Comme prévu, le rapport exclut tout ajout à la liste des dérogations sectorielles, se limitant à proposer une exception transitoire pour le bricolage jusqu’à l’adoption de la loi, exception que Jean-Marc Ayrault, dans sa déclaration, a pour sa part circonscrite à l’Ile-de-France. Le rapport prévoit par ailleurs de permettre au Préfet d’accorder des dérogations individuelles, également transitoires, « pour remédier aux distorsions de concurrence » et de réintégrer le secteur du meuble – qui bénéficie d’une dérogation sectorielle – dans le droit commun à compter de l’adoption de la loi.

Au delà de ces mesures transitoires, Jean-Marc Ayrault a annoncé une « clarification du droit actuel » en matière d’ouverture dominicale, sous la forme d’une nouvelle loi qu’il souhaite voir adopter dès 2014. Cette loi devra donner « plus de marge de décision aux acteurs locaux, en s’appuyant sur le dialogue social et territorial » et renforcer les droits des salariés selon le principe : « pas d’ouverture sans contrepartie ».
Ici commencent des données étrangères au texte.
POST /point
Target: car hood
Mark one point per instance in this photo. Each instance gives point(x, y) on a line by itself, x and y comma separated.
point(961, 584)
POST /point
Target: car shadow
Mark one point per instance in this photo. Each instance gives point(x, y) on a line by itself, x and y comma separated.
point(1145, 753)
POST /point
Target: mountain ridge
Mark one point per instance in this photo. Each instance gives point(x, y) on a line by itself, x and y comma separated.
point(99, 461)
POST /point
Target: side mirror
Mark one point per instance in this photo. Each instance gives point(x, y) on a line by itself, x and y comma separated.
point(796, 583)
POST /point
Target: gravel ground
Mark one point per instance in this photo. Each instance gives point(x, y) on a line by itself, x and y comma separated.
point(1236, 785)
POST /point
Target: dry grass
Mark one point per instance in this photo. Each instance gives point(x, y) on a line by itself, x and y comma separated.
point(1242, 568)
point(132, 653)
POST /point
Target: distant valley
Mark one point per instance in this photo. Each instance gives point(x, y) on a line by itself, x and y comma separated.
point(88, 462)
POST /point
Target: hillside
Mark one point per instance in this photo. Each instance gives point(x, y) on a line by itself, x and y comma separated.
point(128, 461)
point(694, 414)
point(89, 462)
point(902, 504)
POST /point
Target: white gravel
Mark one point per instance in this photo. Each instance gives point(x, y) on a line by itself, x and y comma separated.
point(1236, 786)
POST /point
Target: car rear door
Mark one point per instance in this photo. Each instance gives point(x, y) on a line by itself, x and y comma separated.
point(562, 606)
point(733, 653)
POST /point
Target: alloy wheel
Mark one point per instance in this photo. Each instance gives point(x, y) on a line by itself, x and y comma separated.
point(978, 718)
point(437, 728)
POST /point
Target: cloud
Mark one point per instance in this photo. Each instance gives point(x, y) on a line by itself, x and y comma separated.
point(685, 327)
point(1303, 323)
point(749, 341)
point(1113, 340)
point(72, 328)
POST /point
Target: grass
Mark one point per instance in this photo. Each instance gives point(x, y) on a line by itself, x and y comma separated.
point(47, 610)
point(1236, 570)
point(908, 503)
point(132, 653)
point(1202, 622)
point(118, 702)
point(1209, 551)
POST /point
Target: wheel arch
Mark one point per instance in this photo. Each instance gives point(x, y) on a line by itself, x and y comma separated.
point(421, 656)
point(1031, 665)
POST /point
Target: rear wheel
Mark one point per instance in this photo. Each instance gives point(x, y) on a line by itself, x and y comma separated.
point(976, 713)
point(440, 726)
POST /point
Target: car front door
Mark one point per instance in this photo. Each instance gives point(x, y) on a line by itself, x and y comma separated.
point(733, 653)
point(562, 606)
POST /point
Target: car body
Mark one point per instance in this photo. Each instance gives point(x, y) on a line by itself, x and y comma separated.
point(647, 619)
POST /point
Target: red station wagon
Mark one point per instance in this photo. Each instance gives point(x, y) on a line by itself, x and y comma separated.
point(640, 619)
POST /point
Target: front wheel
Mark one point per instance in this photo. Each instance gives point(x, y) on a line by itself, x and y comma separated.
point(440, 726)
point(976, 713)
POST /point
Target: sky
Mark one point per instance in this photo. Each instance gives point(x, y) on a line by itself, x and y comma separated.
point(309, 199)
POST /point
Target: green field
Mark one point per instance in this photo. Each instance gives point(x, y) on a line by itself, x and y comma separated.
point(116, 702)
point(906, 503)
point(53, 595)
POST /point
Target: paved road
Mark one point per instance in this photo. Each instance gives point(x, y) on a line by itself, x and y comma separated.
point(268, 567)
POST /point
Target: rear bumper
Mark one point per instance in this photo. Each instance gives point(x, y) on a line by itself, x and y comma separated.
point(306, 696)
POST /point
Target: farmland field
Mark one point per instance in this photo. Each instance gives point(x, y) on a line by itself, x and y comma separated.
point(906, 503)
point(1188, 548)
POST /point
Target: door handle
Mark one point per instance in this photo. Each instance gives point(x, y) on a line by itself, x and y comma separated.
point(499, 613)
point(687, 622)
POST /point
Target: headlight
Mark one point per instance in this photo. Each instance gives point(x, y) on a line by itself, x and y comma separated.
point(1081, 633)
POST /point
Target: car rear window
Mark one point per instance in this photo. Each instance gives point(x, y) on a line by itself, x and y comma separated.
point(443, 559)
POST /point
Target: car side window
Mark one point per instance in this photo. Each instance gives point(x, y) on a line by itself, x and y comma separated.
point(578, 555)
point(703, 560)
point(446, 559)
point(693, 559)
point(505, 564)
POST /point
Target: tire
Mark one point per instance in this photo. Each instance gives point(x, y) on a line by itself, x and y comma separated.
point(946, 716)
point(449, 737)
Remise à plat des PUCE et des zones touristiques

Le rapport propose de redéfinir les Périmètres d’Usage de Consommation Exceptionnelle (PUCE) et les zones touristiques pour déboucher sur des des Périmètres d’Animation Concertés Commerciaux (PACC) ou Touristiques (PACT). La loi devra organiser les modalités de fixation de ces derniers sur la base d’un « large dialogue territorial ». La détermination des contreparties aux salariés, fondée sur le dialogue social, sera également encadrée par la loi. A défaut d’accord collectif, celle-ci devrait prévoir un « dispositif supplétif » (doublement de la rémunération, repos compensateur, garanties de volontariat, mesures de conciliation entre vie privée et vie professionnelle). « Afin d’assurer la protection des petits commerçants, il est proposé d’exclure de cette obligation, dans les PACT, les commerces de moins de onze salariés », précise toutefois le rapport.